Now we have a file and we can import it to our destination database.

psql \
-h 0.0.0.0 \
-p 5434 \
-U username2 \
-d db_destination \
-f migration.sql

Now you can query your database to see if table was migrated correctly.

psql \
-h 0.0.0.0 \
-p 5434 \
-U username2 \
-d db_destination \
-c "SELECT * FROM example;"

That’s all good, but instead of creating a file you can redirect pg_dump output to psql, let’s first delete existing table.

psql \
-h 0.0.0.0 \
-p 5434 \
-U username2 \
-d db_destination \
-c "DROP TABLE example;"

We can run migration again.

pg_dump \
-U username \
-h 0.0.0.0 \
-p 5433 \
-t example \
db_source |\
psql \
-h 0.0.0.0 \
-p 5434 \
-U username2 \
-d db_destination

Check if you have data in destination database.

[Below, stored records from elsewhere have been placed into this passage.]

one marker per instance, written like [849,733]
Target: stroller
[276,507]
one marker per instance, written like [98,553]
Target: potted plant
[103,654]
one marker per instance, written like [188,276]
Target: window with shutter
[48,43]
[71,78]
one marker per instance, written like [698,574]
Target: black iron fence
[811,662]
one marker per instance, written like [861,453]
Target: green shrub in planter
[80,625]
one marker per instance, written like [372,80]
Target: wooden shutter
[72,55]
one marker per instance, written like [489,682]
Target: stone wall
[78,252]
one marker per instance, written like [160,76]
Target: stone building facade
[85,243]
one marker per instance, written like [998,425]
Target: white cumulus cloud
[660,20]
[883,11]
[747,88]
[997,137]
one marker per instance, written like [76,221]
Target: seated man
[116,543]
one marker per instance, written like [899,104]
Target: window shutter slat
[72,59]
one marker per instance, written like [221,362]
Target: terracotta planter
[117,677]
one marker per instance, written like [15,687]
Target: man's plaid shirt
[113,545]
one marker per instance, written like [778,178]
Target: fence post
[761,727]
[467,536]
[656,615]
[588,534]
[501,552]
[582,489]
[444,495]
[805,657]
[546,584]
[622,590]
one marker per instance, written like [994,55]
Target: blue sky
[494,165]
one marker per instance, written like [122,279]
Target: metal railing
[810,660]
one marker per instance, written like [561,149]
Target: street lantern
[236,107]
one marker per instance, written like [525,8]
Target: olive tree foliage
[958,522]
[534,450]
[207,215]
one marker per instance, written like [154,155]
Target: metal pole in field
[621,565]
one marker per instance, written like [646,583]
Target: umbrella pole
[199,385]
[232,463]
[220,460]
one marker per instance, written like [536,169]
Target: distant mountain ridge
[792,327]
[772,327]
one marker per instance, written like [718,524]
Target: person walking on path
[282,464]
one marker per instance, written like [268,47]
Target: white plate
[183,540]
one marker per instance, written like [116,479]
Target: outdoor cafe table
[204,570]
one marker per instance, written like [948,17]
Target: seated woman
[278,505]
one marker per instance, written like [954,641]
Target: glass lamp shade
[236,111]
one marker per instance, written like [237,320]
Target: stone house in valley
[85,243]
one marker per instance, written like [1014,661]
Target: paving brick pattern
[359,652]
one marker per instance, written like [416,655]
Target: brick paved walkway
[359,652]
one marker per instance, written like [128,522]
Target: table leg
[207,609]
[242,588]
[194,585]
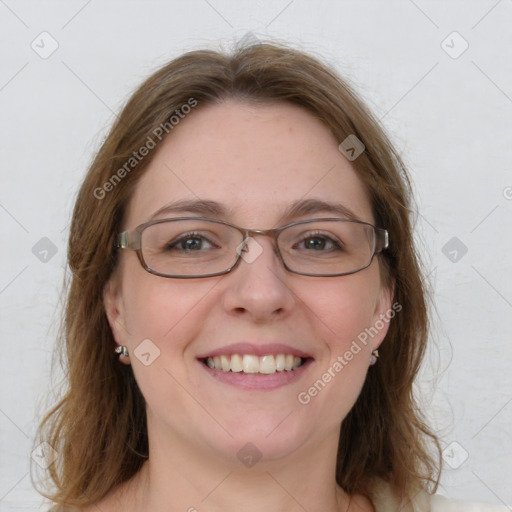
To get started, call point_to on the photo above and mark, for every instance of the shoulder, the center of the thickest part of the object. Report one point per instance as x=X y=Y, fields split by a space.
x=386 y=501
x=441 y=504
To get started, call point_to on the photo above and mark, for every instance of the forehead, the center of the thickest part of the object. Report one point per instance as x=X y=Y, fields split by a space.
x=256 y=160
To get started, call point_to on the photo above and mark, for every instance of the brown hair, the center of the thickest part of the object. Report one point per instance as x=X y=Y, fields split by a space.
x=98 y=427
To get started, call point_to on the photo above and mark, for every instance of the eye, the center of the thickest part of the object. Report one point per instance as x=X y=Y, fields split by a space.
x=189 y=242
x=319 y=242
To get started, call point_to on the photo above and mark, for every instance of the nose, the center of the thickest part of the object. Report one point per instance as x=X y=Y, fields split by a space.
x=258 y=288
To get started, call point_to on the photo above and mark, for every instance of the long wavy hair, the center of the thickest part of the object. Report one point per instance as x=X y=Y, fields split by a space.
x=98 y=426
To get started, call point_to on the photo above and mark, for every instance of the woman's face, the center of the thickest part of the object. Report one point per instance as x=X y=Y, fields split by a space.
x=254 y=162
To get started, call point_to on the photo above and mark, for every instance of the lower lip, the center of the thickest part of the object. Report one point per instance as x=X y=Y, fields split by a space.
x=257 y=381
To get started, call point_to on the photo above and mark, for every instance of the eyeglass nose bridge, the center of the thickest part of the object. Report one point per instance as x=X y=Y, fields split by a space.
x=250 y=234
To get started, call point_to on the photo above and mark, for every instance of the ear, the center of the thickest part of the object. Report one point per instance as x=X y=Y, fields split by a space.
x=115 y=311
x=384 y=311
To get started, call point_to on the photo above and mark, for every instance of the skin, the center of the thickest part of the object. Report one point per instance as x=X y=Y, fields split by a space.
x=254 y=160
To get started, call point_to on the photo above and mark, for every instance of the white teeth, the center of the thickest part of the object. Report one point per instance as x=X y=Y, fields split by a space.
x=235 y=364
x=267 y=364
x=249 y=363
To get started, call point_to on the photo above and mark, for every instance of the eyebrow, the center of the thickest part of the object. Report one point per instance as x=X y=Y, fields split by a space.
x=298 y=208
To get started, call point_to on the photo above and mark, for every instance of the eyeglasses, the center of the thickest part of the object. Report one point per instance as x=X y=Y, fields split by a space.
x=188 y=247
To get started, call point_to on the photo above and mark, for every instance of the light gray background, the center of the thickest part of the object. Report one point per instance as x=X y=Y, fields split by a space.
x=450 y=117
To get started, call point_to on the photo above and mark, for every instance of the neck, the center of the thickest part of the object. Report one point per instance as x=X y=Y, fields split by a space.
x=182 y=476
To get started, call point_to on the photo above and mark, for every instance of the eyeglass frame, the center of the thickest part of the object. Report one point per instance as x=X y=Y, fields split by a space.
x=132 y=240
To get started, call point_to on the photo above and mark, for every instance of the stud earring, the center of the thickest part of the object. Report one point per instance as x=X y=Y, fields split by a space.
x=122 y=351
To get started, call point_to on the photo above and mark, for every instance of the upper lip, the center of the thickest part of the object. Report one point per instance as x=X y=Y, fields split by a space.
x=255 y=349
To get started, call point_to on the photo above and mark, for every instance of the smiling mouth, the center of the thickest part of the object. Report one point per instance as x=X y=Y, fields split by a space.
x=252 y=364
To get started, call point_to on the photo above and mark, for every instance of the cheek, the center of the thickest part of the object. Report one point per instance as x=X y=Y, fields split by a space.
x=163 y=309
x=344 y=308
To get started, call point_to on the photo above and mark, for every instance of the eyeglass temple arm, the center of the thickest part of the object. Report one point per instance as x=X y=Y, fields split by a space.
x=382 y=239
x=127 y=240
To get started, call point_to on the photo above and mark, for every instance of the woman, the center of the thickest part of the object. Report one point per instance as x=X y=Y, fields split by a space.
x=246 y=314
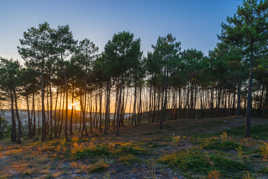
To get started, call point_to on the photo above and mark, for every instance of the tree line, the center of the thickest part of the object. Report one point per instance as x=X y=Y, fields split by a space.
x=121 y=87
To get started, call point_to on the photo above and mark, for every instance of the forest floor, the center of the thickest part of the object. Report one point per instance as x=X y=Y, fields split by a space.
x=205 y=148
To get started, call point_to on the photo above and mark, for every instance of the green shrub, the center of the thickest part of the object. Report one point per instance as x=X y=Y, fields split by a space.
x=128 y=159
x=100 y=150
x=221 y=145
x=257 y=132
x=201 y=162
x=99 y=166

When it doesn’t work with creating an index after

I had to run it for a table which had size around 36GB and 220M rows. Generated dump first creates a table, then inserts all the data and after that creates constraints and indices. You can see it by creating a new table.

psql \
-h 0.0.0.0 \
-p 5433 \
-U username \
-d db_source \
-c "CREATE TABLE example2(value INT UNIQUE);
INSERT INTO example2(value)
VALUES (1),(2),(3),(4);"

When you run pg_dump.

pg_dump \
-U username \
-h 0.0.0.0 \
-p 5433 \
-t example2 \
db_source

You can see output containing:

CREATE TABLE public.example2 (
    value integer
);


ALTER TABLE public.example2 OWNER TO username;

--
-- Data for Name: example2; Type: TABLE DATA; Schema: public; Owner: username
--

COPY public.example2 (value) FROM stdin;
1
2
3
4
\.


--
-- Name: example2 example2_value_key; Type: CONSTRAINT; Schema: public; Owner: username
--

ALTER TABLE ONLY public.example2
    ADD CONSTRAINT example2_value_key UNIQUE (value);

It’s more efficient to create a table, insert data without any checks, and once we have all rows we can create indices. It should be a faster operation than validating every row when inserting data. Because of the size of a table and limits on my PostgreSQL instance, I was getting an exception when creating an index. My work around was to migrate the schema first and then data. To do that, you have to use --schema-only and --data-only, see an example below.

pg_dump \
-U username \
-h 0.0.0.0 \
-p 5433 \
-t example2 \
db_source \
--schema-only |\
psql \
-h 0.0.0.0 \
-p 5434 \
-U username2 \
-d db_destination

pg_dump \
-U username \
-h 0.0.0.0 \
-p 5433 \
-t example2 \
db_source \
--data-only |\
psql \
-h 0.0.0.0 \
-p 5434 \
-U username2 \
-d db_destination

You can check output from both dumps when you remove a psql part from the query, like we did at the beginning when we displayed output on a console.

I hope you found it useful, good luck on your data migration!